The risk of viral exchanges between animals and humans – known as a ‘zoonotic spark’ – is rising around the world, and growing demand for meat is one of the principal causes. High levels of zoonotic spark have been found in West and Central Africa, as well as South and South-East Asia, where livestock rearing is rapidly intensifying. Zoonotic diseases tend to be the most threatening to humans, as we have no prior immunity to them and globalisation makes them very difficult to contain.

“The effect of air travel on the spread of human infectious diseases is very well documented, but we also see the same relation between trade and the spread of animal and plant diseases,” Perrings told World Finance. “The number of new pests and pathogens introduced in any one country goes up with both the number of trading partners it has and the volume of trade with each partner.” In short, the lack of sanitation and health surveillance in one country isn’t an isolated problem – it’s a health risk to the world. “The protection to all countries is only as good as the protection offered by the least effective country,” Perrings added. “The global nature of the problem demands a global response.”

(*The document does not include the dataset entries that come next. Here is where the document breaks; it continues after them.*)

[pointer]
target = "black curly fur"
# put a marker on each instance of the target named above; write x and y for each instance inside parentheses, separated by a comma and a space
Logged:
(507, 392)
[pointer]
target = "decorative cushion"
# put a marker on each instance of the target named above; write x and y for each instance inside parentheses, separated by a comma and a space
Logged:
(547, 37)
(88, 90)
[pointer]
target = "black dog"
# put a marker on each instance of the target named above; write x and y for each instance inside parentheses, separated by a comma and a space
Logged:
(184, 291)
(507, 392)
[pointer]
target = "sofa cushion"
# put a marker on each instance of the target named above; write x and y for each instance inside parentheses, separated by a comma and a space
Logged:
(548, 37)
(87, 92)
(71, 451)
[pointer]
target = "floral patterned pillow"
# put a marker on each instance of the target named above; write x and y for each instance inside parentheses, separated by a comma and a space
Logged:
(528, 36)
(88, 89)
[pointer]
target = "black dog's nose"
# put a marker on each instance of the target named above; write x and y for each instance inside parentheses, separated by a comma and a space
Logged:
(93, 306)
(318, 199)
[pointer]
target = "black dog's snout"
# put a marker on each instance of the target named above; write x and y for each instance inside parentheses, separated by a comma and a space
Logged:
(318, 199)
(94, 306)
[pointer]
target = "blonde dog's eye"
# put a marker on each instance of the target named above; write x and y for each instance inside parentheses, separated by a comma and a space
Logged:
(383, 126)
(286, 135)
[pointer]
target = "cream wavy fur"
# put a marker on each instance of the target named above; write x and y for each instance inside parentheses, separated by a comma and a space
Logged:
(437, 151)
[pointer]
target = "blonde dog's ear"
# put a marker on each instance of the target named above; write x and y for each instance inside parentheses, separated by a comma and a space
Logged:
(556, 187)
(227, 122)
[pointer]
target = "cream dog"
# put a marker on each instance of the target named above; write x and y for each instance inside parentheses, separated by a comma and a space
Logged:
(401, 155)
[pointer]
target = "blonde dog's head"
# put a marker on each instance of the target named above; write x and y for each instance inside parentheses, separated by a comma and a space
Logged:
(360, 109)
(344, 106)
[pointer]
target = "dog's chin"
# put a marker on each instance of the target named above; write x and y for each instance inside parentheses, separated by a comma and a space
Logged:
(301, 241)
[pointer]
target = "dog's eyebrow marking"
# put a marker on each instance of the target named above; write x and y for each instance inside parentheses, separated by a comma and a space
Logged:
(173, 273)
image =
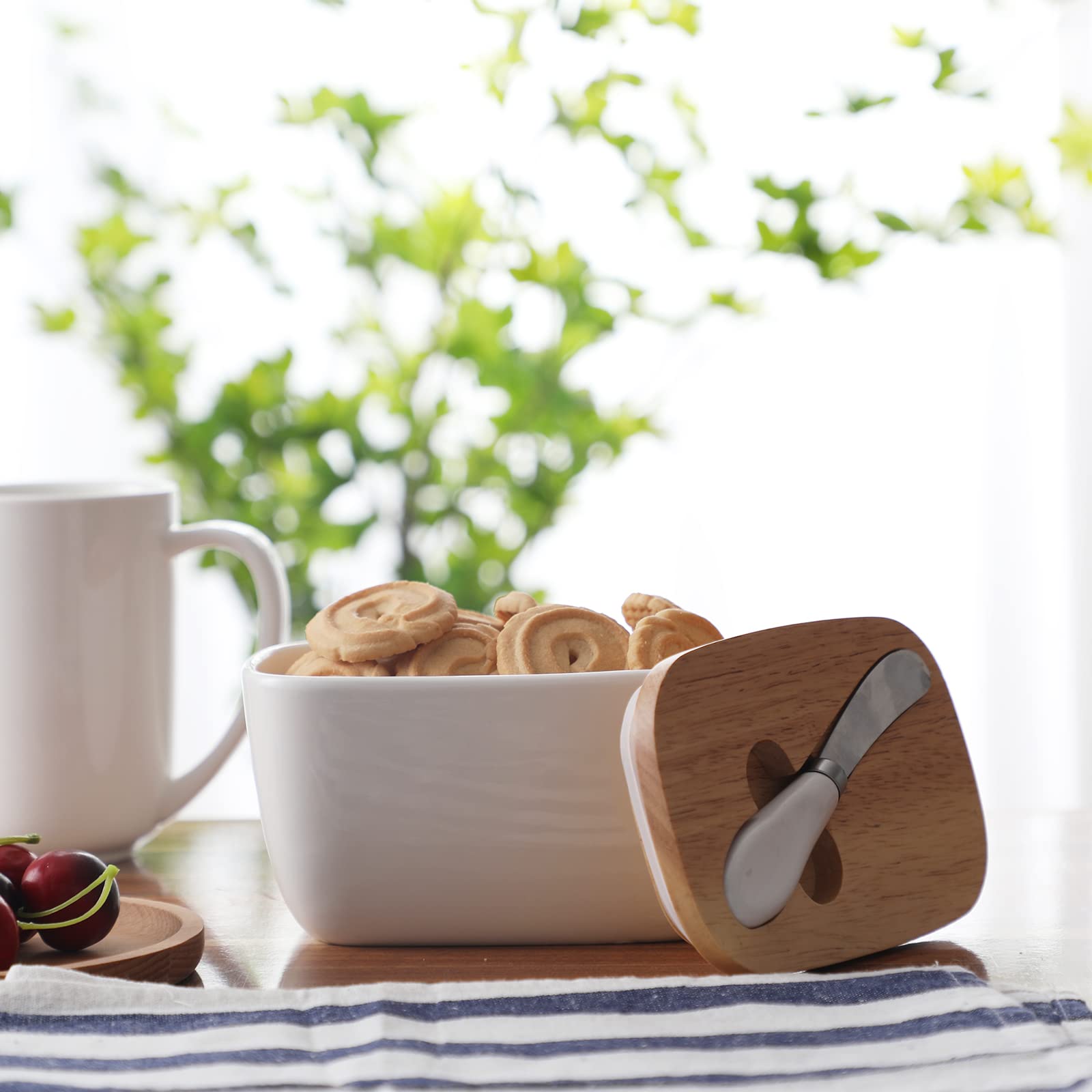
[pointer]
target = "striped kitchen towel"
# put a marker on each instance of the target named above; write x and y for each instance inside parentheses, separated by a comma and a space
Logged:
(930, 1028)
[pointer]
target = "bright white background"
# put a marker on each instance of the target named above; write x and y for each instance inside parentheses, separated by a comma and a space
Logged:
(899, 447)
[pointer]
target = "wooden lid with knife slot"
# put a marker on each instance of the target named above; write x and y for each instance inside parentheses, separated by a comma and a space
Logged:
(717, 733)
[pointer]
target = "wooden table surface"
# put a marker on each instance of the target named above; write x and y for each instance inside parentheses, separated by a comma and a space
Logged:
(1031, 928)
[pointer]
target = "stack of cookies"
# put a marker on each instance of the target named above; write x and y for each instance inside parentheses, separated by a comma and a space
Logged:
(411, 628)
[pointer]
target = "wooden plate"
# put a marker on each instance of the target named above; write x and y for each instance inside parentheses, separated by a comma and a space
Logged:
(151, 942)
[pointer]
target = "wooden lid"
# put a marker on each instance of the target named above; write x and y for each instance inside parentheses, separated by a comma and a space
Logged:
(715, 733)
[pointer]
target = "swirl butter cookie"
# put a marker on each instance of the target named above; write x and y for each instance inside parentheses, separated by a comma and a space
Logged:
(638, 605)
(661, 635)
(463, 650)
(476, 618)
(549, 640)
(511, 604)
(313, 664)
(382, 622)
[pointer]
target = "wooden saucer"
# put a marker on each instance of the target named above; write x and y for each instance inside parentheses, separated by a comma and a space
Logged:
(151, 942)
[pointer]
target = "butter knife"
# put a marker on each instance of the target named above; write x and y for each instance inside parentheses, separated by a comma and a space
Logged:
(768, 855)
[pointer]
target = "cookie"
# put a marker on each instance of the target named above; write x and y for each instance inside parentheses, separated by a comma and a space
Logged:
(463, 650)
(549, 640)
(638, 605)
(661, 635)
(382, 622)
(476, 618)
(313, 664)
(511, 604)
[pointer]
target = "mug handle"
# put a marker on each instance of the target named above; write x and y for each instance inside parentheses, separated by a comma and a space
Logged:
(258, 555)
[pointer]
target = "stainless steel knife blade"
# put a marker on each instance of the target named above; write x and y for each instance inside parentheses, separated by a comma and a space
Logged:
(884, 695)
(767, 857)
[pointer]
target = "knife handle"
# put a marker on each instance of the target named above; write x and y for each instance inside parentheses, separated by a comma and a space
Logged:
(768, 855)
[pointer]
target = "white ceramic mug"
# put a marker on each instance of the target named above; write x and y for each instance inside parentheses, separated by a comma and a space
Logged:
(465, 811)
(85, 658)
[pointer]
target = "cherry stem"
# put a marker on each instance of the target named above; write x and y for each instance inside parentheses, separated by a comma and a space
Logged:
(106, 879)
(16, 839)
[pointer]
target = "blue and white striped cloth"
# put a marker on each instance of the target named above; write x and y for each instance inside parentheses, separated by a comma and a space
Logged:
(923, 1029)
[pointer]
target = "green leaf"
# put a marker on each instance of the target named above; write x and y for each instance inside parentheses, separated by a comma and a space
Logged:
(434, 242)
(680, 14)
(55, 322)
(115, 180)
(109, 242)
(734, 302)
(591, 21)
(948, 68)
(909, 38)
(893, 223)
(1074, 141)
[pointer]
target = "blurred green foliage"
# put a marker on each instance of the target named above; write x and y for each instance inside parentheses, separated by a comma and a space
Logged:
(465, 504)
(1074, 141)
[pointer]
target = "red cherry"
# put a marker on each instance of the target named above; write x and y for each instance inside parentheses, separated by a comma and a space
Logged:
(9, 893)
(53, 880)
(9, 936)
(14, 859)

Historically, the response to pandemics has seesawed between negligence and panic. A new infectious virus explodes onto the scene and authorities hunt desperately for a vaccine. All too often, though, the virus subsides before a vaccine is developed – in June 2004, Berna Biotech announced it had stopped trials of a SARS vaccine because it was no longer seen as a priority. The cycle then repeats itself, with research and development sidelined until the next health scare surfaces. COVID-19 is a timely reminder that prevention is far less costly to human health and the economy than the cost of leaving it all too late.

All information in this article is up to date as of March 20, 2020.